Interview with the Vampire is not an incredibly scary movie, but it definitely evokes fall in a couple of crucial ways. Now that it’s available to stream, here are three reasons you should check it out:
It features an all-star cast
Most of Interview with the Vampire focuses on the story of Brad Pitt’s Louis, a vampire who sees his life as a curse, and spends his days wandering the Earth trying to find happiness. Along the way, Louis encounters Tom Cruise’s Lestat, a mentor figure and sociopathic vampire who loves the thrill of the hunt. Lestat remains one of Cruise’s best and most deeply unhinged performances.
In addition to a standout supporting turn from Cruise, though, the movie also features great work from a young, but effervescent Kirsten Dunst, as well as Antonio Banderas, Christian Slater, and Thandiwe Newton. It’s a great cast that also screams 1990s.
It’s filled with lush sets
Because much of Interview with the Vampire is a period piece, the movie also features some incredible sets, especially in its earliest sequences set in New Orleans. The movie spares no expense as it unveils its secret world of vampires, and these sets are the kind of thing that you rarely see in Hollywood movies today.

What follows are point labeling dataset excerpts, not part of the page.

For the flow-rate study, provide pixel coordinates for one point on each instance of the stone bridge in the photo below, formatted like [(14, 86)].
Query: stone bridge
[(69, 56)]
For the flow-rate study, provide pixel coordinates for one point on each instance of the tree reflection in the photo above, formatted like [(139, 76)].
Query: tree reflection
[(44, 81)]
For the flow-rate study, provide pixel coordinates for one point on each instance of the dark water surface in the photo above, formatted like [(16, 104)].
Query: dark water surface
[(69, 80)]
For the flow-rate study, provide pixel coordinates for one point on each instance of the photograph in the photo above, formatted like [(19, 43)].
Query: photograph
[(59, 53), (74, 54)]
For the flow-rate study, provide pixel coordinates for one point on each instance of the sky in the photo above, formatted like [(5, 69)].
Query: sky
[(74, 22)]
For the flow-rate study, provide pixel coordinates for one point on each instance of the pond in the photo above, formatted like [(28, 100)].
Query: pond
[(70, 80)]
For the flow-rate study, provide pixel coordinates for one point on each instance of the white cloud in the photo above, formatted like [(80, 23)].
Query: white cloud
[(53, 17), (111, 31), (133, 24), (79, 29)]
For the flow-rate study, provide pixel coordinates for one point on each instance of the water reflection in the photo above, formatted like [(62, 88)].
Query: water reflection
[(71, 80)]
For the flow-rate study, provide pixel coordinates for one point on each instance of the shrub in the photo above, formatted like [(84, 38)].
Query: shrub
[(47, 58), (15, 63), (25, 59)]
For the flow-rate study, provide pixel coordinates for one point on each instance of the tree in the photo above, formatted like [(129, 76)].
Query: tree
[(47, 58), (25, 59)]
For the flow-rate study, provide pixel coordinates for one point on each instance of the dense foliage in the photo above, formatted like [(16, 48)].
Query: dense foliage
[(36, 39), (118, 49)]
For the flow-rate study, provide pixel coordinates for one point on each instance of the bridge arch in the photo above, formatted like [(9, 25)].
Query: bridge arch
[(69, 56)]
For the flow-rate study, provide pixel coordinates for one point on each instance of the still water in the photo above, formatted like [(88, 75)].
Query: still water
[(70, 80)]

There’s also plenty of on-location shooting, another important reminder that there’s often no substitute for how things actually look in the real world. Louis may inhabit a world that is entirely unfamiliar to the humans he hunts, but Interview with the Vampire makes his world look and feel like the real one.
It has possibly unintentional queer undertones
One of the great joys of this movie, which many were aware of at the time and has only become more apparent in recent years, is the homoeroticism laced through it. The seductive power of becoming a vampire is almost always communicated as happening from man to man, and Lestat, in particular, seems like someone who is in love with Louis and is overcompensating.
Really, though, Louis seems to have a mutual attraction with basically every male character in the movie, and it’s unclear whether that was something the filmmakers understood or not. Regardless, it makes for some genuinely gripping, tense scenes, particularly between this movie’s many male characters.